During the last 11 years, I’ve purchased over 90 cars for the Consumer Reports auto test program. I’ve probably seen it all. Been there, negotiated that. However, my latest experience was notably frustrating, and I suspect, it wasn’t unique.
My usual buying routine isn’t complicated:
- List the exact make, model and options we’re looking for on paper.
- Go to the manufacturer’s website and configure the car.
- Check a running list of all the dealers from whom I’ve bought cars, so I don’t keep going back to the same ones.
- Send the configuration to a couple dealers and ask that most communication be done via email, using a personal account.
- The dealer that follows up with the car and good price gets my business.
Sounds simple, right?
And, just to be clear, the dealers don’t know I’m buying a car for Consumer Reports until the day I take delivery. We do our best to not show our hand until the very last minute, thereby avoiding any preferential treatment or special car preparation.
The process of buying our 2012 BMW 328i started in the usual way. I sent the configuration to BMW dealer “A.” Aside from the corporate automated response, I never heard back from BMW dealer A.
I sent a second configuration to BMW dealer “B” and got a response from “Matt” who said he was looking forward to helping me. I emailed back the next day and said I was in the office and ready to talk about the deal. My email was greeted with silence.

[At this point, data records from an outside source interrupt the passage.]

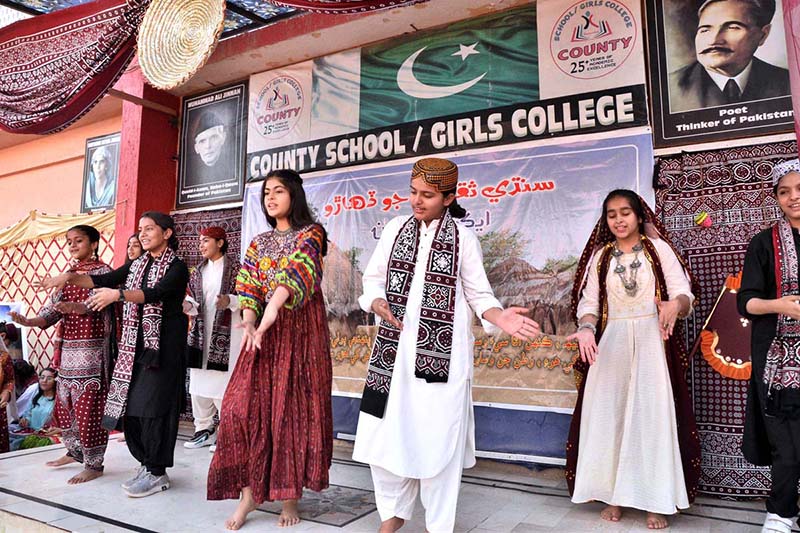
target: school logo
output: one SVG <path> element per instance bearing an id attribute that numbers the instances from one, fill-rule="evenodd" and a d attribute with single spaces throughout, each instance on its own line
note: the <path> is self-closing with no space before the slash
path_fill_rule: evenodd
<path id="1" fill-rule="evenodd" d="M 550 54 L 558 68 L 573 78 L 600 78 L 630 57 L 636 32 L 633 13 L 624 2 L 576 2 L 556 20 Z"/>
<path id="2" fill-rule="evenodd" d="M 300 120 L 304 100 L 302 86 L 291 76 L 268 81 L 258 93 L 253 109 L 258 133 L 268 140 L 288 135 Z"/>

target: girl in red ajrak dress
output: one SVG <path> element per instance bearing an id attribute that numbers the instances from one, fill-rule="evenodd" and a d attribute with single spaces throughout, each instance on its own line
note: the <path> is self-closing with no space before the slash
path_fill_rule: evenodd
<path id="1" fill-rule="evenodd" d="M 328 486 L 333 453 L 330 336 L 320 287 L 327 235 L 292 170 L 267 176 L 262 209 L 274 229 L 253 239 L 237 278 L 242 352 L 208 472 L 209 500 L 241 495 L 228 529 L 239 529 L 265 500 L 283 500 L 279 526 L 297 524 L 303 487 Z"/>
<path id="2" fill-rule="evenodd" d="M 111 268 L 98 259 L 100 232 L 92 226 L 75 226 L 67 231 L 67 247 L 73 264 L 68 272 L 105 274 Z M 56 335 L 56 353 L 60 353 L 55 405 L 56 425 L 61 428 L 67 454 L 47 466 L 83 463 L 83 472 L 69 484 L 84 483 L 103 475 L 103 458 L 108 431 L 100 426 L 108 391 L 110 371 L 110 311 L 92 312 L 84 302 L 90 290 L 74 285 L 56 291 L 51 303 L 36 318 L 11 313 L 14 322 L 42 329 L 62 321 L 61 335 Z M 60 338 L 59 338 L 60 337 Z"/>

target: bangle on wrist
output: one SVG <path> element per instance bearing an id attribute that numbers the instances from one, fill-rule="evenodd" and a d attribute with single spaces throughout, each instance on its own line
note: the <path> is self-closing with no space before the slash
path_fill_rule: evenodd
<path id="1" fill-rule="evenodd" d="M 597 326 L 595 326 L 591 322 L 581 322 L 580 324 L 578 324 L 578 331 L 582 329 L 588 329 L 589 331 L 592 332 L 593 335 L 597 335 Z"/>

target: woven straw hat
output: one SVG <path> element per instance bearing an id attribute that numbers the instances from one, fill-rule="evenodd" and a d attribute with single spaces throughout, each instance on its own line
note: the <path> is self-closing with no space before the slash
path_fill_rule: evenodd
<path id="1" fill-rule="evenodd" d="M 200 70 L 225 23 L 225 0 L 153 0 L 139 28 L 139 64 L 153 87 L 174 89 Z"/>

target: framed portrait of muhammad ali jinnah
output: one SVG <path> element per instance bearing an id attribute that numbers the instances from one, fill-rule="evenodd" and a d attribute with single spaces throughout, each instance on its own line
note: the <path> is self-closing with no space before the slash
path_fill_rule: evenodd
<path id="1" fill-rule="evenodd" d="M 790 131 L 778 0 L 648 0 L 656 147 Z"/>
<path id="2" fill-rule="evenodd" d="M 184 99 L 178 209 L 242 199 L 246 109 L 245 83 Z"/>

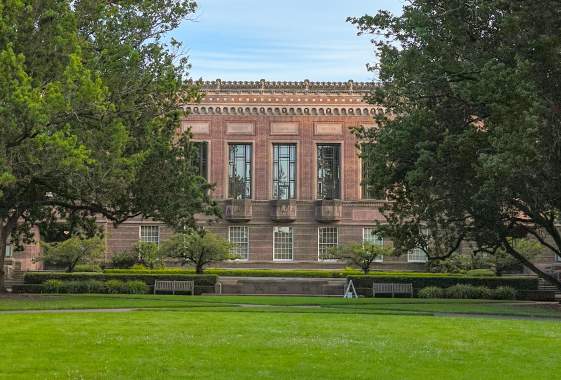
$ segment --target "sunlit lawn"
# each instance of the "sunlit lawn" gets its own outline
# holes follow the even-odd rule
[[[553,379],[561,373],[561,319],[509,319],[561,317],[541,306],[318,297],[0,298],[1,310],[138,307],[147,309],[0,314],[0,378]],[[425,315],[439,312],[496,317]]]

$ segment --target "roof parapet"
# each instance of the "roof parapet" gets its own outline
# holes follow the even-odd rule
[[[250,93],[368,93],[377,84],[374,82],[313,82],[308,79],[301,82],[286,81],[200,81],[199,83],[205,92],[250,92]]]

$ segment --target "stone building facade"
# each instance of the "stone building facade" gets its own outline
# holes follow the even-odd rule
[[[228,267],[332,268],[338,244],[370,240],[383,221],[384,200],[362,186],[362,165],[352,129],[373,127],[383,112],[367,104],[370,83],[205,82],[201,103],[186,104],[182,130],[198,143],[200,170],[224,219],[209,230],[229,239],[240,260]],[[139,238],[165,239],[157,223],[107,225],[109,253]],[[386,269],[424,269],[414,252],[384,258]]]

Four days later, I received an email from dealer B, but this time the communication came from “Doug” explaining that he would be my salesperson. I wrote back the next day and said I was eager to get the process started. I also asked if he got the configuration I sent to the dealer through the BMW consumer website. Doug wrote: “I did see it—just not sure if you want RWD or xDrive? You are from MA, so I am thinking you are price shopping among regional dealers?” Bad start. I configured the car as rear-wheel drive and filled out the contact form with my Connecticut address.

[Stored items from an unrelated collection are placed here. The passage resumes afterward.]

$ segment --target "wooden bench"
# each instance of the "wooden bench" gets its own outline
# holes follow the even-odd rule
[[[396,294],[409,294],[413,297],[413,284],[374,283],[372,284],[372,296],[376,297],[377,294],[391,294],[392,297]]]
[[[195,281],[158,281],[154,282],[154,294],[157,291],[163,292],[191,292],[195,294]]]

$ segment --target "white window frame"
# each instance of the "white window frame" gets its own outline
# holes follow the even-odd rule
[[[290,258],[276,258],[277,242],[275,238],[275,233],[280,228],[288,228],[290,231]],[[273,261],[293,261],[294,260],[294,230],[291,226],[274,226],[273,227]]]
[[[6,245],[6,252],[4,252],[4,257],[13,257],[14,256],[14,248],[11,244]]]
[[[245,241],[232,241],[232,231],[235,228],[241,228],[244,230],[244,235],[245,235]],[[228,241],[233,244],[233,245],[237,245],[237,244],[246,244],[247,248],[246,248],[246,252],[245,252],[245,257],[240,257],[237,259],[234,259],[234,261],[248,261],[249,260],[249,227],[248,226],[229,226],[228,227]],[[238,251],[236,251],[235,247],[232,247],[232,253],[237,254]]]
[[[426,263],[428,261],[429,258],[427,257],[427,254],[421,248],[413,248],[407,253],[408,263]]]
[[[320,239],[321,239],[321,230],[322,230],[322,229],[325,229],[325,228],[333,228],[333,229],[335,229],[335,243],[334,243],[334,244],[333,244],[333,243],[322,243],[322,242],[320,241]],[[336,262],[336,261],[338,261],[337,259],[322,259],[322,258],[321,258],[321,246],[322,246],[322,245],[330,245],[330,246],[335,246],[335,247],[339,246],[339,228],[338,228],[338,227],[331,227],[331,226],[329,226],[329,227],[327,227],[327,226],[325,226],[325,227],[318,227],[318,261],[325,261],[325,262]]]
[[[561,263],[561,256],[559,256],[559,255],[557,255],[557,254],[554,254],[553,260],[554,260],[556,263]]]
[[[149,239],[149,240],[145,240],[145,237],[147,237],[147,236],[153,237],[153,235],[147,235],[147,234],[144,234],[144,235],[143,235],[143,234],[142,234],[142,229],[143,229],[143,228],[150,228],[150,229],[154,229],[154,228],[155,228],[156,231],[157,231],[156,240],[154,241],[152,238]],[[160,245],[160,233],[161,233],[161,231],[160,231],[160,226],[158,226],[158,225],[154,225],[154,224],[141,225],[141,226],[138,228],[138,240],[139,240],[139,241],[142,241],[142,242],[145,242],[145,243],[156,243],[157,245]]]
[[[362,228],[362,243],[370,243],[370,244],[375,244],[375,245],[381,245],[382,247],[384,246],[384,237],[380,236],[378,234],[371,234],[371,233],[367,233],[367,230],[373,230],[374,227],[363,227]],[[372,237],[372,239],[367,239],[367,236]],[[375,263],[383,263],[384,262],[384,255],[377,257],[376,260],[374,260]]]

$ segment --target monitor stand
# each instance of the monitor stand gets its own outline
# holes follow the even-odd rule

So, I had to write back and clarified (again) what I wanted. Doug then wrote: “As you may know, the new 3 Series comes in three separate lines, Luxury, Modern and Sport, and it looks like you have specified the Sport line. This is a car that will have to be ordered...” The problem is that I configured a “Luxury” line. I was beginning to wonder if he really saw my configuration.
Doug then sent me a link to a car he had in inventory that had the Technology Package, which I didn't want and was not included in my configuration. He wrote back: “I can help you order to your specifications or you can keep an eye on [our online] inventory.”

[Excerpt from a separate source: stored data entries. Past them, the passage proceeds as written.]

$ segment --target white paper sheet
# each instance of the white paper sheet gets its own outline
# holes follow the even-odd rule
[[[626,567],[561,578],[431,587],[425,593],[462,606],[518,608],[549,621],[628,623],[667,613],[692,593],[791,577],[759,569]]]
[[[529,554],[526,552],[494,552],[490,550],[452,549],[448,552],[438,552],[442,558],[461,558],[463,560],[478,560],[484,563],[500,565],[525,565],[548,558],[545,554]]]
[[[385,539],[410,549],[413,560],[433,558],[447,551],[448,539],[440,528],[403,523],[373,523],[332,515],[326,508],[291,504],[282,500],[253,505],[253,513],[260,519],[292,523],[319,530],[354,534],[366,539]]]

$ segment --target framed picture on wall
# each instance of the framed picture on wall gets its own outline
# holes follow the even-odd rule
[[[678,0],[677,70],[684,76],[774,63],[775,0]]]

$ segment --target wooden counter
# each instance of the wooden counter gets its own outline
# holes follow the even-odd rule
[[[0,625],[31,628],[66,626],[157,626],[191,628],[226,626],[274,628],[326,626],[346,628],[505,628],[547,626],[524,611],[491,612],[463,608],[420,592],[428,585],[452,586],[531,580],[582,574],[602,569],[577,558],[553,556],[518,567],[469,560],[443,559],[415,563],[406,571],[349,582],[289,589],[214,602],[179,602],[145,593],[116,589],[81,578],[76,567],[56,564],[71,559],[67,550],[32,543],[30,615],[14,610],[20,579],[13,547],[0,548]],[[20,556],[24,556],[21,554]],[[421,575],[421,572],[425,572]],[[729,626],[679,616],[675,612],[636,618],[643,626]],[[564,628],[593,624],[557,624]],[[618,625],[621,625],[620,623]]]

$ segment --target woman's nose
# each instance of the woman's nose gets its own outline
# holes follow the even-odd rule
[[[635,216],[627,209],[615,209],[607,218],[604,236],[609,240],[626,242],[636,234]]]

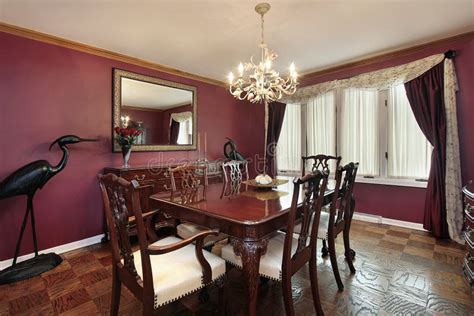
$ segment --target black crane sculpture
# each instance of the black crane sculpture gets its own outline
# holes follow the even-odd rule
[[[45,271],[51,270],[62,262],[60,256],[55,253],[38,255],[38,242],[36,239],[35,215],[33,211],[33,197],[38,189],[41,189],[52,177],[61,172],[66,167],[69,158],[69,149],[66,145],[85,141],[96,141],[95,139],[85,139],[74,135],[61,136],[51,143],[49,150],[54,144],[58,144],[63,151],[61,161],[52,166],[46,160],[33,161],[16,170],[0,182],[0,199],[9,198],[16,195],[26,195],[26,213],[21,224],[20,236],[16,243],[13,264],[0,271],[0,284],[8,284],[19,280],[27,279]],[[21,239],[25,231],[28,215],[31,216],[31,230],[33,234],[34,258],[17,263],[20,252]]]
[[[226,138],[228,141],[224,144],[224,156],[227,159],[244,161],[245,158],[237,151],[237,145],[235,142],[229,137]],[[230,147],[230,150],[228,150],[228,147]]]

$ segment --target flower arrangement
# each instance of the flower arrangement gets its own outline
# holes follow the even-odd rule
[[[137,141],[137,137],[142,134],[141,130],[138,130],[133,127],[116,127],[114,128],[115,133],[115,141],[121,147],[132,147],[133,144]]]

I don't have time to ‘keep an eye’ on the dealer’s inventory. That’s crazy!
Frustrated, I wrote back to Matt hoping he could save the day, but I never heard back from him.
The next day, Doug wrote: “The car you want will need to be built, and I am glad to help you with that.” He said it would take 6-8 weeks. I recounted this story to one of my colleagues who then picked up the phone and called the dealer—which, perhaps, I should have done after the first email.
It turns out, they had the exact car we wanted IN STOCK. Why didn’t Doug know this?
A different salesperson (the one who took the call) then got involved, and he got the sale. I never met Matt or Doug. I later learned that Matt left the dealer soon after my initial email.
For decades, Consumer Reports has pushed car companies to make better products. And today’s cars and trucks are far better than I ever thought they’d be. I think the next frontier for the industry is to improve the dealer experience.
For example, when I go to a manufacturer’s website, configure a car, and then send my preferences that include the trim line, color, and option choices to dealers, I don’t want to start the sales process over by having to tell the salesperson what I want. This has happened to me more times than I can count, from low-end to premium brands.
And why do many of my dealer inquires go unanswered?
If you’re in sales, follow up and do what you say you’ll do. Don’t make the customer do all the work so you can sell a car. And even in this era of online shopping, using an “old fashioned” phone may not be a bad idea.